Alleging manpower shortages and unsafe working practices in the power sector, the Uttar Pradesh Power Corporation Tender/Contract Employees Union has warned of a possible statewide agitation after 15 outsourced electricity workers reportedly died in work-related accidents over the past month.

In a letter to the managing director of Uttar Pradesh Power Corporation Limited on Saturday, union general secretary Devendra Kumar Pandey accused power management and distribution companies of violating staffing norms laid down in a May 15, 2017 order by removing a large number of outsourced employees from service.
According to the union, 26 outsourced workers were involved in accidents while on duty in the last month. Of them, 15 died and 11 suffered serious injuries.
The union alleged that the reduction in workforce has sharply increased pressure on remaining employees and created unsafe conditions in the field. It claimed shortages of trained linemen and skilled staff had forced utilities to deploy unskilled workers on high-tension and low-tension lines in violation of safety norms.

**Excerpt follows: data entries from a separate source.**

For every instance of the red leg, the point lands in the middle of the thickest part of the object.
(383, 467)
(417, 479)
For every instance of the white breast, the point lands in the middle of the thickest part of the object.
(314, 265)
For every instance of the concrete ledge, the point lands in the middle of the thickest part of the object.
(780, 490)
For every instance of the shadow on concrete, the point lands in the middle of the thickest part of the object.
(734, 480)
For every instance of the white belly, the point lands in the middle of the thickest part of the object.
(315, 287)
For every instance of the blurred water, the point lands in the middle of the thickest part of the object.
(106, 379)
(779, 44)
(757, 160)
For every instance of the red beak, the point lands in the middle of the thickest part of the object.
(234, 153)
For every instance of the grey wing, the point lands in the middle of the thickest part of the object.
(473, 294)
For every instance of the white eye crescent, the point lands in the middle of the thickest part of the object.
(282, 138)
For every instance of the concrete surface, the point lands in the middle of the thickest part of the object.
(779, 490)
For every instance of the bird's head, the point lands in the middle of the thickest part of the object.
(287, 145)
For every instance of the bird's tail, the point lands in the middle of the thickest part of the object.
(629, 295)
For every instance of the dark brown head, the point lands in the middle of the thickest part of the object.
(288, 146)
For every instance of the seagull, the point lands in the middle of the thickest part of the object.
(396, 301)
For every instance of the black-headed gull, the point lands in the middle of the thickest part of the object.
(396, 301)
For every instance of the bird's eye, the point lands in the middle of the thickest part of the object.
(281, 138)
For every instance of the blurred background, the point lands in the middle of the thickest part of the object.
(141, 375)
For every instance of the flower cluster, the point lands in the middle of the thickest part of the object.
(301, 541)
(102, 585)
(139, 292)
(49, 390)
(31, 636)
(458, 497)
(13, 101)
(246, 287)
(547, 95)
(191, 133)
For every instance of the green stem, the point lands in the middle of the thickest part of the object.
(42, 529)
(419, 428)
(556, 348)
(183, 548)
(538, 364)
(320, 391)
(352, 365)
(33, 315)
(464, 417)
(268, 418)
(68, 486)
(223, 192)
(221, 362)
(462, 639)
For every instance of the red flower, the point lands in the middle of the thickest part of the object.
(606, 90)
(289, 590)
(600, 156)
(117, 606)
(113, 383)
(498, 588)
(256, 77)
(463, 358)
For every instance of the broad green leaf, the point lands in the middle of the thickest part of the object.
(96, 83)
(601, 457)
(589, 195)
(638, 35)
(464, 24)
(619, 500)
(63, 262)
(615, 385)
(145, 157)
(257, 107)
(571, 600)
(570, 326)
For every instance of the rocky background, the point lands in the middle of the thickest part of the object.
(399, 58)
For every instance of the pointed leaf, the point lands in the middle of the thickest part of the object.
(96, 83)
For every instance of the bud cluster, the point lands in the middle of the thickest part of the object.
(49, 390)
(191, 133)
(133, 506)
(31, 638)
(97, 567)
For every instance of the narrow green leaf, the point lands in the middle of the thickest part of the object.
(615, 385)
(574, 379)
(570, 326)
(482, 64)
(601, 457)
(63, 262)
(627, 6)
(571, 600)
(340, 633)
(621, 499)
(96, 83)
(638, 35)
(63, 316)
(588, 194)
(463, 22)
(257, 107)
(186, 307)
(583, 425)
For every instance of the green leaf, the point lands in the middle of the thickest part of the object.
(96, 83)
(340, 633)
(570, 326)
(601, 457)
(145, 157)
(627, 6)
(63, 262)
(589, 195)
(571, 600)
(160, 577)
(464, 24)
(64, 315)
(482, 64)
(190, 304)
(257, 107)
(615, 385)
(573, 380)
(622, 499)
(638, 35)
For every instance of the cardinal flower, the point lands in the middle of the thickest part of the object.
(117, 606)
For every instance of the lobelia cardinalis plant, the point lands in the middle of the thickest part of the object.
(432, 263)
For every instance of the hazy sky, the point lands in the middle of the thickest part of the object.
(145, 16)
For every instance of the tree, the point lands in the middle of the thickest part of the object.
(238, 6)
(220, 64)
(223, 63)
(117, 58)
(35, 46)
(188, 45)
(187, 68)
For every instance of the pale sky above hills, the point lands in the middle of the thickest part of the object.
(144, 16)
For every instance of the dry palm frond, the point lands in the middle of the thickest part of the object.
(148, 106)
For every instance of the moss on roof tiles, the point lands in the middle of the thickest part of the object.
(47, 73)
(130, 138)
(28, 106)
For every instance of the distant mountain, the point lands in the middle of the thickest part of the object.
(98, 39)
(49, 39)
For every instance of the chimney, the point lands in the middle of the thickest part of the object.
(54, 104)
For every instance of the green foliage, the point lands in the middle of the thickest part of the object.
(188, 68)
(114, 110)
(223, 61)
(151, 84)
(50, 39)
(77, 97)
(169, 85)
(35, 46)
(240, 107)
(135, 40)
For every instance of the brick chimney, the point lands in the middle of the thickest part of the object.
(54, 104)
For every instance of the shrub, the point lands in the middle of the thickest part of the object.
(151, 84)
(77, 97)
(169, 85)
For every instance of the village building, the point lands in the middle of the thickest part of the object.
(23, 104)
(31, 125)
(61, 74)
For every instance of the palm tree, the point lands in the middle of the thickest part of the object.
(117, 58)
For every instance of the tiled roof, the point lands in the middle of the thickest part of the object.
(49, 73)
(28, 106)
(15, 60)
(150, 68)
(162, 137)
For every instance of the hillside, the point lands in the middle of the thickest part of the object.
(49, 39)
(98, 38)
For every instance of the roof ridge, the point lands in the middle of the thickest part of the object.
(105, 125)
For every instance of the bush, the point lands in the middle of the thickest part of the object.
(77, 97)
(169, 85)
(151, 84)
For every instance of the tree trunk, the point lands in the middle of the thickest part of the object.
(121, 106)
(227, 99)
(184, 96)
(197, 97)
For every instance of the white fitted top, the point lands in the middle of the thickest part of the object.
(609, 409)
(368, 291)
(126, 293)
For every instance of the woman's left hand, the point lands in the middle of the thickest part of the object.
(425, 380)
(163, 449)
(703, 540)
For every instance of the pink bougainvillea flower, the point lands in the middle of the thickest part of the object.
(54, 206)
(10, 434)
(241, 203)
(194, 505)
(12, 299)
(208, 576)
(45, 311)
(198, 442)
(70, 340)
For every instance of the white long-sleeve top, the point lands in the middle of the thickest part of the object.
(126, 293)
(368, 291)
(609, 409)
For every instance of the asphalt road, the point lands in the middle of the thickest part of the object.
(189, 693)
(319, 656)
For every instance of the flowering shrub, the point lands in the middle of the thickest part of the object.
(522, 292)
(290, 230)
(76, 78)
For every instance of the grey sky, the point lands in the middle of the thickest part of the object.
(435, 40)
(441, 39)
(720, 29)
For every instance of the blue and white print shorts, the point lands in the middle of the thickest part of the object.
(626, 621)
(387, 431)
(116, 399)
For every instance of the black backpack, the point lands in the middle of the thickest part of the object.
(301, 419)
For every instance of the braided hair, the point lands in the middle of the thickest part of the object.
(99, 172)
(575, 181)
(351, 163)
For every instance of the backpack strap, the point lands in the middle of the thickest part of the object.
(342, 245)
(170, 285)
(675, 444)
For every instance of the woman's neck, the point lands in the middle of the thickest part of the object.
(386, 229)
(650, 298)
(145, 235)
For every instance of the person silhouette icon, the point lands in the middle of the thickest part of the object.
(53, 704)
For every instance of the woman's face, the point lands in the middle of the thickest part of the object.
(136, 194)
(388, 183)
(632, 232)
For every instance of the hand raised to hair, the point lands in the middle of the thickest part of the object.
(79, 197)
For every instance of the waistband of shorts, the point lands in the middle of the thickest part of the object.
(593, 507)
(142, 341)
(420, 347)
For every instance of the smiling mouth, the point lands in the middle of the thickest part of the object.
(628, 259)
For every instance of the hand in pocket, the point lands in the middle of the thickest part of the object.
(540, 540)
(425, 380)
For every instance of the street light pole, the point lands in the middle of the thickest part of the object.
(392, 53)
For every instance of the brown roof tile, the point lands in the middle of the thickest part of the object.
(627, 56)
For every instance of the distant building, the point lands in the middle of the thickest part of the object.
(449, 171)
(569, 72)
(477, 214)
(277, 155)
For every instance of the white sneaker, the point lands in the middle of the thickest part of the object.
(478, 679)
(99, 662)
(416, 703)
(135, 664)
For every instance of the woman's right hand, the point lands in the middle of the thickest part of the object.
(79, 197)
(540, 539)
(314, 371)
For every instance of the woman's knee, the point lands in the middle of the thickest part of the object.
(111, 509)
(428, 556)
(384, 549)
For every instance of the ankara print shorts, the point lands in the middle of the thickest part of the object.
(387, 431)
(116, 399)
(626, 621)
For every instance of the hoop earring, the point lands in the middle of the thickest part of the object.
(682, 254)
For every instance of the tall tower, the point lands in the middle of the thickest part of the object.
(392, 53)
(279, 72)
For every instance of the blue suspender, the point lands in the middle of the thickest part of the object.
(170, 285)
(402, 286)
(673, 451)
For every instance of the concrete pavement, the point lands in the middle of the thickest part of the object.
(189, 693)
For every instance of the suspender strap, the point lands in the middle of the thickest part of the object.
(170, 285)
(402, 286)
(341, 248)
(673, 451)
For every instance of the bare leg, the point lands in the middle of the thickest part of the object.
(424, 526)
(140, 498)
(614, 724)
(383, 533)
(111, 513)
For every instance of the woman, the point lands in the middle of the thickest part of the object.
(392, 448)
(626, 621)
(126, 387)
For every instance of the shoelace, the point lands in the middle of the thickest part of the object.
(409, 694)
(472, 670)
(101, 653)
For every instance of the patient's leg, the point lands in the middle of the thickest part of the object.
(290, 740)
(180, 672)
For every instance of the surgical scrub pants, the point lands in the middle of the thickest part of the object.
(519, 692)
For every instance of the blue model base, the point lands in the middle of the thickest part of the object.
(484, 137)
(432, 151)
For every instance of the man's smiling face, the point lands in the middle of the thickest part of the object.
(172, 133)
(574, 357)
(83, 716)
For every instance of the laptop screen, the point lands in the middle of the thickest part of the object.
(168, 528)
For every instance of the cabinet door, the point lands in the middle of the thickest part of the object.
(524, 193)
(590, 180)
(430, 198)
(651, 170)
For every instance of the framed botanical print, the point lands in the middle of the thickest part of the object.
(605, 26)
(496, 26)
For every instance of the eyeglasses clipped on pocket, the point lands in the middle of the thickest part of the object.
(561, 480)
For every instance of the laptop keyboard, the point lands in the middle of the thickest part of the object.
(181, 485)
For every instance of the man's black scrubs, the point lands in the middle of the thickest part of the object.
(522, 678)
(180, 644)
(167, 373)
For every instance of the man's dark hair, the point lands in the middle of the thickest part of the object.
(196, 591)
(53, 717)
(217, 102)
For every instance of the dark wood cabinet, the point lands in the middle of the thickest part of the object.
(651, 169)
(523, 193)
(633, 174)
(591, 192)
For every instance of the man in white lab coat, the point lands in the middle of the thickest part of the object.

“Instead of deploying a standard four-member maintenance gang comprising one lineman, one skilled worker and two unskilled workers, in many cases a single employee is being assigned feeder-level work,” Pandey alleged.
He said the practice had significantly increased the risk of fatal accidents, particularly during fault repairs and emergency maintenance work carried out in extreme weather and under heavy workload pressure.
The organisation demanded a high-level probe into recent accidents and action against officials found responsible for negligence. It also sought compensation and accident-related benefits for families of deceased workers along with cashless treatment for injured employees.
The union further demanded reinstatement of experienced outsourced workers allegedly removed in violation of norms and sought a ban on assigning high-tension and low-tension line work to unskilled labourers.
“The growing number of accidents reflects a serious collapse in field-level safety management,” another union member said, warning that failure to address the demands could trigger an agitation at any time.